Pese a que por las venas de esta Marquesa no corría ni una sola gota de sangre azul, llegó a ser más “real” que muchas altezas reales. Su nombre verdadero fue Isabel Veitia, pero le gustaba más que la llamasen “Marquesa”.

Contemporánea con el legendario Caballero de París, solía pasearse por las calles de La Habana Vieja, donde siempre estaba rodeada de curiosos y turistas a los que entretenía con sus historias de humor, picardía y doble sentido. Por tan solo un billetico permitía que le tomasen fotos, aunque siempre se identificaba antes como La Marquesa.

Bajita de estatura, de tez negra, y con un vestuario bastante extravagante para llamar la atención, La Marquesa comenzaba su recorrido todos los días por las oficinas de Godoy-Zayán, el de los seguros y banca, donde le pagaban para que trajese el café con leche y el pan con mantequilla a todos los empleados.
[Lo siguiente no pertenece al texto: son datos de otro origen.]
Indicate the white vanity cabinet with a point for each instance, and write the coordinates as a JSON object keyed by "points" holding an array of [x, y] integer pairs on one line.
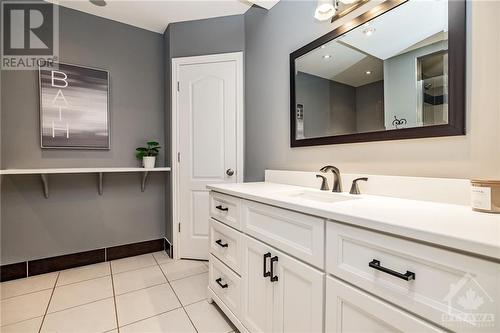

Usaba un pequeño sombrero con un velito de tul que cubría parte de su cara. Se engalanaba con aretes, anillos, brazaletes y collares de fantasía barata . Colgaba de sus brazos una carterita negra de charol y calzaba unos brillantes zapatos de color dorado.

Vestía con suma extravagancia para llamar la atención.
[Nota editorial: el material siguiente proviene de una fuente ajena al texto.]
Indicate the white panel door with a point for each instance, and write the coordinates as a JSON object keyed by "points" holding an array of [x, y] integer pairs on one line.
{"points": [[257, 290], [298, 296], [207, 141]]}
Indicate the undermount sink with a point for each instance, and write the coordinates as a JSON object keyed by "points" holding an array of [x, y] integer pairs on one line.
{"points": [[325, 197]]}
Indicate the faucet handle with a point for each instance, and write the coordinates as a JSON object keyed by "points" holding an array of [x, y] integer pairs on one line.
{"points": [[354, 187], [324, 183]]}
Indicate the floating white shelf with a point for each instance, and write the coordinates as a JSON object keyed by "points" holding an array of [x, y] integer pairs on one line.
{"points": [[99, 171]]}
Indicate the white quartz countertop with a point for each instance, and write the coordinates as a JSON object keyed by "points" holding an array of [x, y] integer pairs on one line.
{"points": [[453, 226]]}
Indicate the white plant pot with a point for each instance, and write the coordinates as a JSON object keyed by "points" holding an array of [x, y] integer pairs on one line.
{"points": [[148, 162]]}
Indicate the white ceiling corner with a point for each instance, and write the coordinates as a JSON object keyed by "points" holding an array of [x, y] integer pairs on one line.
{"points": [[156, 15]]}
Con el paso del tiempo comenzó a rondar otros sitios a los que acudían más personas de dinero como el Paseo del Prado, el Capitolio, el café Inglaterra, entre otros. En ellos, ya no pedía peseticas, sino billetes, ya que decía que el sonido de las monedas hería sus delicados oídos.

Cuando se escondía el sol seguía en sus andadas, acercándose a las mesas de varios restaurantes como el Carmelo de la calle Calzada, El Potín y El Jardín.

Tan solo una de sus bromas picaronas hacía reír a quienes tenía cerca, pero luego abría su bolsa y decía con gracia: “Solo billetes por favor. Mi condición de Marquesa no me permite aceptar monedas”.

Al parecer, Isabel Veitía cae víctima de la demencia cuando arriba a la madurez y se dedica a pedir limosnas hasta mucho después de 1959, que según ella, eran obligadas, porque “los pueblos donde hay reyes le pagan a la nobleza una pensión”.

La Marquesa aseguraba a sus amigos que sus parientes, por parte de madre, fueron reyes en África antes de ser esclavizados en Cuba, y que su padre, del tamaño de un poste eléctrico, y con el sabor de la raspadura, había vivido en Francia como sirviente de una familia aristocrática criolla.

Lo cierto es que, esta cubana llena de “alcurnia y abolengo”, nació en la calle San Salvador número 8, del actual municipio Cerro y posteriormente se trasladó a una vivienda en la calle San José, donde carecía de todo tipo de comodidades y que nada tenía que ver con aquel París de sus fantasías.

Por un billetico se dejaba fotografiar, no sin antes identificarse como La Marquesa.

Cuentan que cuando era apenas una niña la pusieron a trabajar en una fábrica de fósforos, donde llegó a incendiar el moño de una compañera de trabajo, y luego, le “dio candela” a un pequeño depósito de petróleo que provocó que se armase tremendo “corre corre” en la fábrica.

Se paseaba por el Parque Central de La Habana, donde abundaban los turistas con cámaras fotográficas al hombro. Por un verde billetico se dejaba fotografiar, no sin antes identificarse como lo que creía ser. Usaba un sombrero color morado con un velito de tul. Colgaban de sus hombros una raída mantilla a medio poner y una carterita negra de charol. Para llamar la atención, se abanicaba siempre con gracia y feminidad y calzaba unos brillantes zapatos plásticos de color dorado, bien charros.

En sus paseos por el entorno habanero solía aplicar no pocas prácticas un tanto raras a la hora de acercarse a las personas a hacer de las suyas. Una de las más clásicas, y quizás la más atrevida de todas, consistía en acercarse a un viajero y hacer como que iba a tocar sus partes íntimas y, en combinación con su grupo de amigos, se le escuchaba decir: «¿Cuánto me dan si se lo toco?. Sólo era una broma tonta de mal gusto…»

La pícara y escurridiza Marquesa se nos fue a los cubanos a finales de la década del setenta, aunque las cosas que hacía con tanta gracia nunca fueron olvidadas por los habaneros, quienes por momentos la suelen recordar sentada bajo la sombra de la ceiba del Parque de la Fraternidad.